Called FinSpy, it specifically targets WhatsApp on both Android and iOS devices. An analysis of the code reveals that the spyware was created by a German company called Gamma Group, and that it is primarily used by state actors.
In other words, it’s a serious piece of code, as is anything that’s predominately used by governmental agencies. If this malware winds up on your device, it can collect a wide range of information and send it back to the owners of the code.
This information includes:
- Emails (including encrypted emails)
- GPS location data
- Files in memory
- Phone call records
- Messaging application data from Whatsapp, Telegram, Signa, Messenger, Viber, Threema and BBM
If there’s a silver lining to be found about FinSpy, it is the fact that in most cases, a hacker would need to gain physical access to your phone in order to install the malicious code. The exception here is if you’re using a rooted smartphone or a jailbroken iPhone. In those cases, all the hacker needs to do to install FinSpy on your device is send you an email or simple push notification.

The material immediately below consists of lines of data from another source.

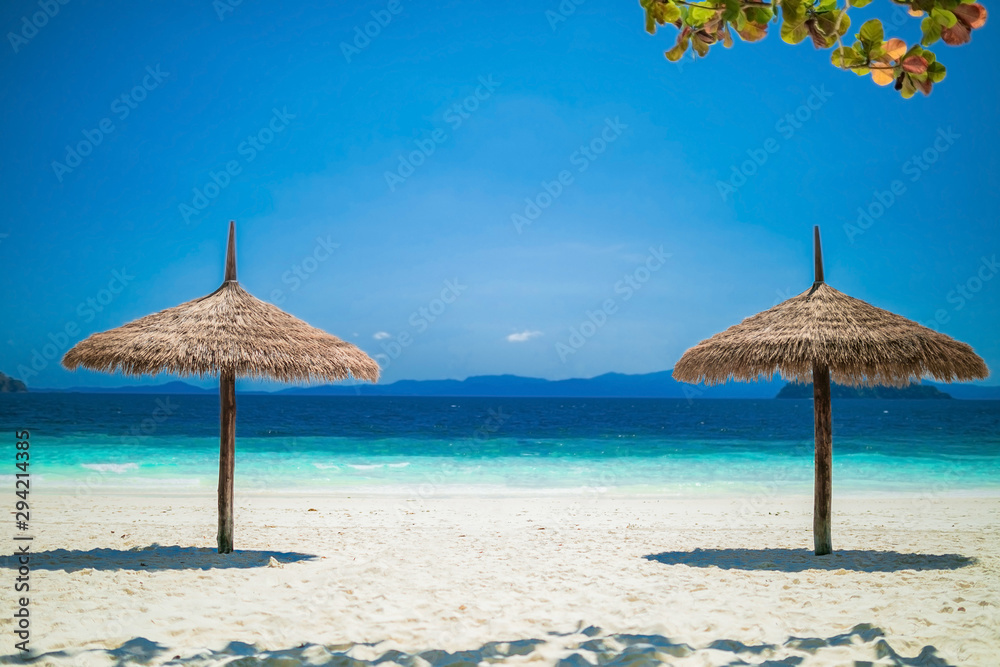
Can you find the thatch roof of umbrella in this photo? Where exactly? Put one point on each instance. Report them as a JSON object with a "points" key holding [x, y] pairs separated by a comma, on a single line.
{"points": [[228, 329], [229, 333], [859, 343], [823, 333]]}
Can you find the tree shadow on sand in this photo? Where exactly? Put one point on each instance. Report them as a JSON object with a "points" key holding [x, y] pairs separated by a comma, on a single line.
{"points": [[799, 560], [153, 557]]}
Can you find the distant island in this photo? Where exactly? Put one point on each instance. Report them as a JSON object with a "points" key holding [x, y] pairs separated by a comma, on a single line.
{"points": [[9, 385], [913, 391]]}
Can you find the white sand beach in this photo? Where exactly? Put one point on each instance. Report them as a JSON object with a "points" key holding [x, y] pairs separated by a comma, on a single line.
{"points": [[714, 581]]}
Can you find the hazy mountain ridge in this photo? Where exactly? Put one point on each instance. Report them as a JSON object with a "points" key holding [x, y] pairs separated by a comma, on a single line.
{"points": [[648, 385], [9, 385]]}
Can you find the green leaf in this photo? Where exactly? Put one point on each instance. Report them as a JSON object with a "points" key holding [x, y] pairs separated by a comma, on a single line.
{"points": [[845, 57], [793, 34], [732, 11], [669, 12], [945, 18], [700, 15], [936, 72], [871, 33], [931, 31]]}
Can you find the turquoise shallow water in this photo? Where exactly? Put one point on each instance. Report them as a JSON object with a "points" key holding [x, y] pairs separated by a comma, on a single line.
{"points": [[426, 446]]}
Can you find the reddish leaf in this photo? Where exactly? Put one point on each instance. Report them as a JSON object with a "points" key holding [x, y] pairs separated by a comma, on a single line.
{"points": [[956, 35], [883, 77], [915, 65], [895, 48], [973, 16]]}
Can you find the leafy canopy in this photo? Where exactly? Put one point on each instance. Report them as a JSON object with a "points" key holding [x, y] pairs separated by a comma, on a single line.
{"points": [[705, 23]]}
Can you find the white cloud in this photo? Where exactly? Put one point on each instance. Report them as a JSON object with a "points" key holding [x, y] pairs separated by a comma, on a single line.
{"points": [[523, 336]]}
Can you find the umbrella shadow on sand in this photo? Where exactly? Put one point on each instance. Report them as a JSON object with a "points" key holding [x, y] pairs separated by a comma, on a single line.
{"points": [[154, 557], [800, 560]]}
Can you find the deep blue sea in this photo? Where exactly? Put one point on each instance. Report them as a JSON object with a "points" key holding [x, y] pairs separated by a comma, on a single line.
{"points": [[292, 444]]}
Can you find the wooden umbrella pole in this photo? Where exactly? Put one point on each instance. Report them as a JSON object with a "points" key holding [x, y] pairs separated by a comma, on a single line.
{"points": [[823, 492], [227, 458], [823, 427], [227, 426]]}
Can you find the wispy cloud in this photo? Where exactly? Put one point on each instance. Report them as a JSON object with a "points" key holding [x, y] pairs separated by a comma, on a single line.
{"points": [[523, 336]]}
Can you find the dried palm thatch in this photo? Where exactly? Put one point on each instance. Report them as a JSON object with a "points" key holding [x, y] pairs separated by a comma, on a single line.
{"points": [[229, 333], [859, 343], [819, 334], [227, 330]]}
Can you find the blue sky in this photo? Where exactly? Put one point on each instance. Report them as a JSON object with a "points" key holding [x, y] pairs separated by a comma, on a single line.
{"points": [[633, 148]]}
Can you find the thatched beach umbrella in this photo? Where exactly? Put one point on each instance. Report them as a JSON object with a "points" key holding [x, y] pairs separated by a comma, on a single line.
{"points": [[229, 333], [823, 334]]}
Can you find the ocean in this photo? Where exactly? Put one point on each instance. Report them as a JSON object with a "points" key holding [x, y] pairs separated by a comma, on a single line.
{"points": [[107, 443]]}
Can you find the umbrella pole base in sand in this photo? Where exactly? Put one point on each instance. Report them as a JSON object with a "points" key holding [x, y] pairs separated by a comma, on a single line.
{"points": [[823, 492], [227, 458]]}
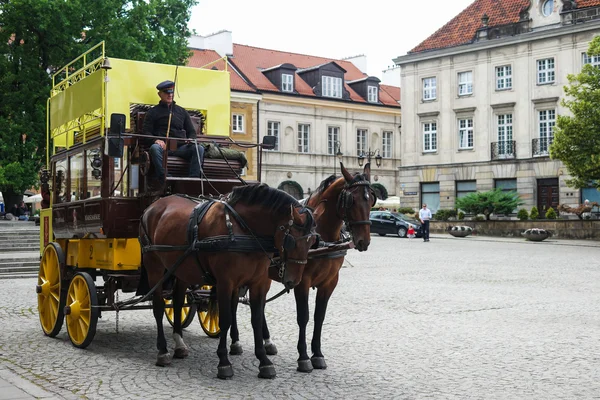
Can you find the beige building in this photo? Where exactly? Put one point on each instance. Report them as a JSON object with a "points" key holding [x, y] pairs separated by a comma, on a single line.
{"points": [[320, 110], [485, 94]]}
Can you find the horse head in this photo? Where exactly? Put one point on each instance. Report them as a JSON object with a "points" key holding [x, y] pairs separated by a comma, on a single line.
{"points": [[294, 238], [354, 205]]}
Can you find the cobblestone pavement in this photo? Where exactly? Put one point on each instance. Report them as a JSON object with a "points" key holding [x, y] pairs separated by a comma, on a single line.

At present, there’s no good way to prevent it, and no easy way to detect the malware if it finds its way onto your system. Kaspersky Lab recommends avoiding opening suspicious links received via email or SMS and to protect your phone with a strong password. Additionally, the company stresses the importance of regularly installing security updates. This is because FinSpy benefits from security flaws found in older versions of both Android and iOS operating systems.
So far, the company reports that there have only been about a dozen confirmed FinSpy installations worldwide. That’s good news indeed, but this is still a serious threat.